Was Unicode designed well? If it were designed from scratch today, with no legacy considerations, would the ideal design look like the current design? What would you change?
Being extremely ignorant of the problem space, the first thing I would consider for the chopping block would be combining characters. Just make every character a precomposed character (one code point), so there's no need for normalization. I'm curious if such a scheme could fit every code point into 32 bits, though. Would this be feasible?
It’s like giving me a list of numbers and asking me to “combine” them. What does that mean? Do I sum them up, or concatenate them, or something else entirely? A lot of string reversal solutions are “incorrect” because there isn’t even a correct question in the first place.
Even with an infinitely large code space, doing away with combining marks and encoding everything as precomposed would be impossible because you cannot have a definitive list of every single combination of letters and diacritics that may mean something to someone. If Unicode had been the first digital character set ever created, it would not contain a single precomposed code point because they are utterly impractical. As such, normalisation – or at least the canonical reordering part of it – is always going to be a necessity.
For Unicode, a “design from scratch” design would remove duplicate legacy code points. Why have “é” both as a single code point and as ”e” plus a combining character?

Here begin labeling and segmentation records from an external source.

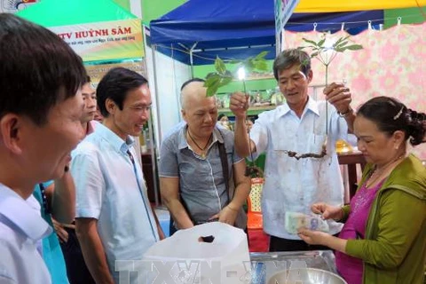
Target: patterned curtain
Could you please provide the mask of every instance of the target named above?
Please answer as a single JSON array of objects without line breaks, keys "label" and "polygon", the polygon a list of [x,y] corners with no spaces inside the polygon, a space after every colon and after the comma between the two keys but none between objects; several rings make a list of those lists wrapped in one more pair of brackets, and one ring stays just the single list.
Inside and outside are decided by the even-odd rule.
[{"label": "patterned curtain", "polygon": [[[376,96],[394,97],[414,110],[426,112],[426,22],[399,25],[377,31],[368,29],[350,37],[364,49],[338,53],[328,67],[328,83],[346,81],[351,88],[352,106]],[[327,35],[331,40],[348,36],[344,31]],[[312,31],[286,31],[286,48],[306,45],[303,37],[319,41],[323,34]],[[325,83],[325,67],[312,59],[312,84]],[[426,160],[426,144],[413,152]]]}]

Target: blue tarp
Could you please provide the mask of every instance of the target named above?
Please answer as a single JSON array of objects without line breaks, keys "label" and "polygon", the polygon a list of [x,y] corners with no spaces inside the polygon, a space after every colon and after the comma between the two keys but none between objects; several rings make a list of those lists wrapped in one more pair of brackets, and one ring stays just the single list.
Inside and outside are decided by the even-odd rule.
[{"label": "blue tarp", "polygon": [[[309,31],[344,29],[357,34],[383,23],[383,12],[294,13],[285,28]],[[193,65],[212,64],[214,59],[246,59],[269,51],[275,57],[273,0],[190,0],[150,22],[148,44],[162,53],[190,64],[189,50],[194,47]],[[250,48],[248,48],[250,47]],[[224,50],[227,49],[227,50]]]}]

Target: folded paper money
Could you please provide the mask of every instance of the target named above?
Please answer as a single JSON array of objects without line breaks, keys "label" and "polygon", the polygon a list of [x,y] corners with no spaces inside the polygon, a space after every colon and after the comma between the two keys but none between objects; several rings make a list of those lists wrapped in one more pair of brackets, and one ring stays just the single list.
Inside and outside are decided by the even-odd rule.
[{"label": "folded paper money", "polygon": [[320,215],[306,215],[298,212],[286,212],[286,230],[288,233],[297,234],[297,230],[306,228],[328,233],[329,227]]}]

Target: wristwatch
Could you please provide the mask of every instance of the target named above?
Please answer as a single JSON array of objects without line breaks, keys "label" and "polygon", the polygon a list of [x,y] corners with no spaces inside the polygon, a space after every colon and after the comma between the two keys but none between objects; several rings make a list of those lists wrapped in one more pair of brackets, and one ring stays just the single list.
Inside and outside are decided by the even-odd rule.
[{"label": "wristwatch", "polygon": [[353,109],[352,109],[352,107],[351,107],[351,106],[349,106],[348,110],[345,111],[344,113],[341,113],[341,112],[337,111],[337,114],[339,114],[340,117],[343,117],[343,118],[346,118],[347,116],[349,116],[351,114],[353,114]]}]

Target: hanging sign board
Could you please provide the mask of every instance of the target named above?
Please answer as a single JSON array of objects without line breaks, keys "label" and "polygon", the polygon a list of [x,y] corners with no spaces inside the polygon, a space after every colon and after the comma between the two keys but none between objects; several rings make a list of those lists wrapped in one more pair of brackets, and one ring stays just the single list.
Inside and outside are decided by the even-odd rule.
[{"label": "hanging sign board", "polygon": [[111,64],[85,64],[84,67],[86,67],[87,75],[91,77],[91,84],[95,88],[98,86],[98,83],[99,83],[100,79],[102,79],[104,75],[106,75],[109,70],[114,67],[123,67],[130,69],[146,78],[144,59]]},{"label": "hanging sign board", "polygon": [[140,20],[49,28],[68,43],[83,61],[144,57]]},{"label": "hanging sign board", "polygon": [[275,43],[277,54],[284,50],[284,26],[299,4],[300,0],[274,0],[275,9]]}]

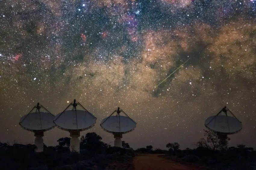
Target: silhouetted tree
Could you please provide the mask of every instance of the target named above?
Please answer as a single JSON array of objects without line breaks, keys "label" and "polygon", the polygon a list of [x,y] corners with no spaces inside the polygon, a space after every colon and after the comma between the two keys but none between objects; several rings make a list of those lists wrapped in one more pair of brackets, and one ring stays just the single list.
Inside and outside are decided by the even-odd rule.
[{"label": "silhouetted tree", "polygon": [[240,144],[239,145],[237,145],[237,147],[238,148],[240,149],[244,149],[245,148],[245,145],[242,144]]},{"label": "silhouetted tree", "polygon": [[176,151],[180,148],[180,145],[178,142],[168,143],[166,145],[166,148],[169,149],[169,151]]},{"label": "silhouetted tree", "polygon": [[196,143],[198,147],[204,148],[214,151],[226,149],[230,140],[228,138],[226,139],[221,139],[219,138],[217,134],[211,130],[204,129],[204,136],[206,137],[202,138]]},{"label": "silhouetted tree", "polygon": [[122,141],[122,146],[124,148],[130,148],[130,145],[128,143],[125,143],[125,141]]},{"label": "silhouetted tree", "polygon": [[108,144],[101,141],[102,138],[95,132],[88,133],[80,139],[80,149],[91,153],[102,152],[108,148]]},{"label": "silhouetted tree", "polygon": [[149,145],[146,146],[146,148],[148,150],[152,151],[153,149],[153,147],[152,146],[152,145]]}]

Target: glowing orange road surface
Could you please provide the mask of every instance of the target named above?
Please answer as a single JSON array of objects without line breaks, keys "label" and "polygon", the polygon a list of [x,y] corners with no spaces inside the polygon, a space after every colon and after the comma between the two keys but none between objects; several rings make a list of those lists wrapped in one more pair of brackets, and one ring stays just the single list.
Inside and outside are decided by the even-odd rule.
[{"label": "glowing orange road surface", "polygon": [[159,157],[161,154],[139,155],[134,158],[135,170],[203,170],[195,166],[182,165]]}]

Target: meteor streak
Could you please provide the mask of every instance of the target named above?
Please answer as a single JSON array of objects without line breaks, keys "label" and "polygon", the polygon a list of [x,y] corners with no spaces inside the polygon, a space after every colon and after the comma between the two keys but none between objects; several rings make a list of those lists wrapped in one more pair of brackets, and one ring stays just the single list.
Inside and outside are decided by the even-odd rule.
[{"label": "meteor streak", "polygon": [[185,61],[185,62],[184,62],[184,63],[183,63],[183,64],[181,64],[181,65],[180,65],[180,66],[179,67],[178,67],[178,68],[177,68],[177,69],[176,69],[176,70],[175,70],[174,71],[173,71],[173,72],[172,73],[171,73],[171,74],[170,74],[170,75],[169,75],[169,76],[168,76],[168,77],[166,77],[166,78],[165,78],[165,79],[164,79],[164,80],[163,80],[163,81],[162,81],[162,82],[161,82],[161,83],[159,83],[159,85],[157,85],[157,86],[155,86],[155,88],[156,88],[157,87],[158,87],[158,86],[159,86],[159,85],[160,85],[160,84],[161,84],[163,82],[164,82],[164,80],[166,80],[166,79],[167,79],[167,78],[168,78],[168,77],[170,77],[170,76],[172,75],[172,74],[173,74],[173,73],[174,73],[174,72],[175,72],[175,71],[177,71],[177,70],[179,68],[180,68],[180,67],[181,67],[181,66],[182,66],[182,65],[183,65],[183,64],[185,64],[185,63],[186,63],[186,62],[187,61],[188,61],[189,60],[189,59],[190,59],[190,58],[189,58],[189,59],[188,59],[188,60],[187,60],[186,61]]}]

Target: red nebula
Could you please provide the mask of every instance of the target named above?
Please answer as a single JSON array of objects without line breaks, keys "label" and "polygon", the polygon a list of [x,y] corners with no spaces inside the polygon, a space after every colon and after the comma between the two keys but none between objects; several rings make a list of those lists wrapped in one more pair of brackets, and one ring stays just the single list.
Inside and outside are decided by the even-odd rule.
[{"label": "red nebula", "polygon": [[81,34],[81,38],[84,41],[86,41],[86,35],[83,33]]},{"label": "red nebula", "polygon": [[103,32],[101,33],[101,36],[102,38],[107,37],[107,33],[106,32]]}]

It also wouldn’t have any of the deprecated characters (https://en.wikipedia.org/wiki/Unicode_character_property#Dep...)
I also would remove the few special flag code points (https://home.unicode.org/the-past-and-future-of-flag-emoji/)
If “design from scratch” also means “drop the goal of encompassing old character encodings”, more code points probably could go. Why are DOS box characters in Unicode, while Atari/PET, etc, ones aren’t, for example?

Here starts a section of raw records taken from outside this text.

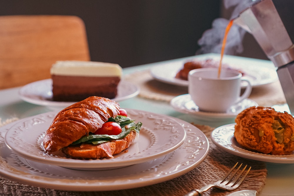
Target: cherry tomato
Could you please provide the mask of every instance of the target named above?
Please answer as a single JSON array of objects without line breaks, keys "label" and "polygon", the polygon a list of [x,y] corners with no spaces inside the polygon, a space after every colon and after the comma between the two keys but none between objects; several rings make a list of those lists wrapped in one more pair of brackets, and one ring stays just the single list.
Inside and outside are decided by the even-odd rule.
[{"label": "cherry tomato", "polygon": [[127,111],[126,111],[126,110],[123,109],[122,108],[119,109],[119,113],[118,114],[118,115],[121,116],[128,116],[128,115],[127,114]]},{"label": "cherry tomato", "polygon": [[121,128],[115,122],[106,122],[95,132],[95,135],[118,135],[121,133]]}]

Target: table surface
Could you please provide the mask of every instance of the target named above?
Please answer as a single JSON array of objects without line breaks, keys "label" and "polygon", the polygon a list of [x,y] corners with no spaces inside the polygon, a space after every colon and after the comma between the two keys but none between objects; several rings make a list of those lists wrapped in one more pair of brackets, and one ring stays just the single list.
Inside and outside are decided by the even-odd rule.
[{"label": "table surface", "polygon": [[[188,58],[191,58],[191,57]],[[253,60],[262,61],[264,64],[265,62],[268,63],[268,66],[273,66],[270,61],[257,59]],[[159,65],[163,63],[160,62],[125,68],[123,70],[123,74],[126,75],[135,71],[147,70],[152,66]],[[20,89],[20,87],[0,90],[0,118],[2,122],[13,117],[21,119],[51,110],[50,108],[46,107],[34,105],[22,100],[18,94]],[[213,127],[234,122],[233,120],[231,120],[230,122],[218,122],[216,123],[200,120],[193,117],[191,115],[175,111],[168,102],[143,98],[139,96],[121,101],[119,103],[122,108],[135,109],[167,115],[189,123],[206,125]],[[286,105],[285,106],[287,107]],[[265,186],[260,195],[293,195],[294,192],[294,186],[292,185],[293,179],[294,178],[294,164],[267,163],[266,165],[268,175]]]}]

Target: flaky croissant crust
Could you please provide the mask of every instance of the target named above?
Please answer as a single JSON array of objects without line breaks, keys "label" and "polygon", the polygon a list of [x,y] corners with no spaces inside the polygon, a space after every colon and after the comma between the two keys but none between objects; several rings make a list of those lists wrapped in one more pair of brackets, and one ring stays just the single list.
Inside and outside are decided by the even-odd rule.
[{"label": "flaky croissant crust", "polygon": [[55,117],[43,139],[50,152],[67,146],[94,133],[111,117],[118,115],[118,104],[110,99],[90,97],[64,108]]}]

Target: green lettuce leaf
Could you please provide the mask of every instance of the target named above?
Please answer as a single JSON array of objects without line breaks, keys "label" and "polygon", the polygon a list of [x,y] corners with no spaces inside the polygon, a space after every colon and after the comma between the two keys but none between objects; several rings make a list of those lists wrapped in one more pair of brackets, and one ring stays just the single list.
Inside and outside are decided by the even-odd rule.
[{"label": "green lettuce leaf", "polygon": [[[124,116],[119,115],[114,118],[111,117],[108,119],[108,122],[110,121],[116,122],[121,127],[121,133],[118,135],[93,135],[90,133],[88,136],[82,137],[74,142],[71,145],[75,145],[83,142],[98,144],[107,142],[111,140],[121,139],[126,136],[131,131],[136,131],[139,133],[142,125],[141,122],[136,123],[134,120],[131,120]],[[125,127],[126,125],[128,125],[129,128],[126,129]]]}]

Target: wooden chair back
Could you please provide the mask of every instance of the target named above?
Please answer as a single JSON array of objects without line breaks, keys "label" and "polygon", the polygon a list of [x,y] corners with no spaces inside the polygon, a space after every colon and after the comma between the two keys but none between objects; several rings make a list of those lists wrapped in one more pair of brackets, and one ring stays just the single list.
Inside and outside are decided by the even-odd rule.
[{"label": "wooden chair back", "polygon": [[76,16],[0,16],[0,89],[50,78],[57,61],[90,60],[83,21]]}]

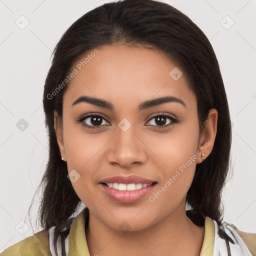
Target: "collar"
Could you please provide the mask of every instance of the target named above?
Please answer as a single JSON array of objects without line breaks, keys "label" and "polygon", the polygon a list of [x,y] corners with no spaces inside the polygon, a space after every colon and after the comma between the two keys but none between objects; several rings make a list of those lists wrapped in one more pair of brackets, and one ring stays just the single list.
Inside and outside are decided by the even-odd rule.
[{"label": "collar", "polygon": [[[68,256],[90,256],[86,238],[84,211],[82,210],[74,219],[70,228]],[[213,256],[214,228],[212,220],[206,217],[204,234],[200,256]]]}]

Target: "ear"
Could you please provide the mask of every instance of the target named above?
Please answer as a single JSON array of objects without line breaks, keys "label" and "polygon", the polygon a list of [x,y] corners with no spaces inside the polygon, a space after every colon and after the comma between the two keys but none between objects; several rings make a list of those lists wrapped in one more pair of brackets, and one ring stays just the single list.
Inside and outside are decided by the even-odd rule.
[{"label": "ear", "polygon": [[58,143],[60,151],[60,155],[64,159],[64,160],[66,161],[66,155],[65,154],[65,150],[64,149],[64,144],[63,142],[63,127],[60,118],[58,116],[57,112],[54,110],[54,128],[56,133],[56,137],[57,138],[57,142]]},{"label": "ear", "polygon": [[217,120],[218,112],[215,108],[209,111],[208,118],[204,123],[204,132],[201,134],[198,150],[204,153],[204,156],[200,154],[198,158],[197,164],[200,164],[212,152],[214,148],[216,134],[217,133]]}]

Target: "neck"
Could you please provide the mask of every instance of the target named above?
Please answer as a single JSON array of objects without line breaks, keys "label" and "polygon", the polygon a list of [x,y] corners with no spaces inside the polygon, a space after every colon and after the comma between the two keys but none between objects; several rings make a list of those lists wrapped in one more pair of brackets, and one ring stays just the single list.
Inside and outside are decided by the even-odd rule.
[{"label": "neck", "polygon": [[138,231],[122,232],[112,228],[90,212],[90,214],[86,235],[90,255],[200,254],[204,227],[195,225],[186,216],[186,204],[154,226]]}]

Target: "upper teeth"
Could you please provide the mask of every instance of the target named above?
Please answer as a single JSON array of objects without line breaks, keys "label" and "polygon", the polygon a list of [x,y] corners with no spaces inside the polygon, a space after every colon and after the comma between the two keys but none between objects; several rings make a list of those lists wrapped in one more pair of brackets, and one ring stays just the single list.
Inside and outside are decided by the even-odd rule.
[{"label": "upper teeth", "polygon": [[150,186],[152,184],[152,183],[149,184],[142,183],[138,183],[135,184],[135,183],[132,183],[131,184],[123,184],[122,183],[106,183],[106,186],[109,186],[110,188],[114,188],[115,190],[129,190],[132,191],[133,190],[140,190],[142,188],[146,188],[147,186]]}]

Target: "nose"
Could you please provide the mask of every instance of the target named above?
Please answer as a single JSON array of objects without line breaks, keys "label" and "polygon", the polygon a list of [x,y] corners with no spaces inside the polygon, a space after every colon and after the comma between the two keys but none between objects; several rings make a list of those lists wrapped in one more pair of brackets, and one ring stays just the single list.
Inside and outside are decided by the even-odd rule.
[{"label": "nose", "polygon": [[126,168],[144,164],[147,158],[147,148],[140,137],[132,126],[126,131],[118,127],[116,135],[108,144],[108,162]]}]

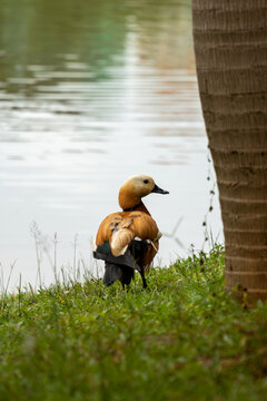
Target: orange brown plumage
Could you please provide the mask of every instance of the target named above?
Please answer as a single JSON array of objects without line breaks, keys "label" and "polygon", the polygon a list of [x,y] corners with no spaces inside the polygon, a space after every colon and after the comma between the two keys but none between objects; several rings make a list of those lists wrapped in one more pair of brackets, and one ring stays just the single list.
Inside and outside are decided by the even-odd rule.
[{"label": "orange brown plumage", "polygon": [[99,226],[93,256],[106,262],[103,283],[120,280],[122,286],[129,284],[138,270],[147,286],[145,271],[158,251],[161,233],[148,209],[141,202],[150,193],[168,194],[159,188],[151,177],[130,177],[120,188],[119,204],[122,212],[108,215]]}]

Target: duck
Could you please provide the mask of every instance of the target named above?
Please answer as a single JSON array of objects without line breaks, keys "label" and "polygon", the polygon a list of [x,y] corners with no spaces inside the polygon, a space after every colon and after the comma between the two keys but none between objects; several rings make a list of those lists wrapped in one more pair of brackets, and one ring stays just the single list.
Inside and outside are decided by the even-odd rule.
[{"label": "duck", "polygon": [[147,287],[145,273],[149,272],[162,235],[142,202],[152,193],[169,194],[147,175],[129,177],[119,189],[121,212],[111,213],[101,222],[93,241],[93,257],[105,261],[106,286],[118,280],[125,288],[137,271],[144,288]]}]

Finally, I would look into making it easier to retrieve character class from a code point (the ‘these code points are digits, these are combining marks, etc’ tables are a bit of a wart, and getting rid of them could be useful in small embedded devices).
I doubt a solution exists there that is future proof agains extension of Unicode and doesn’t blow up memory use, though, and am not sure any embedded devices too small to host those tables actually could use that info.
Where I would make the change isn't Unicode itself but the APIs. All of the problems you're talking about basically come down to legacy language design where people think they're working with grapheme clusters but they're really working with code points. Making that more explicit in the tools would be good, similar to how Python 3 forced you to think about whether you wanted encoded binary data or a decoded string but there's so much history around that making it hard to do without getting a lot of griping from people who don't want to update decades of habit.
has nothing with Unicode
It's thing to do with whether it's Little or Big Endian
Unicode as fixed & secured as Ascii at its era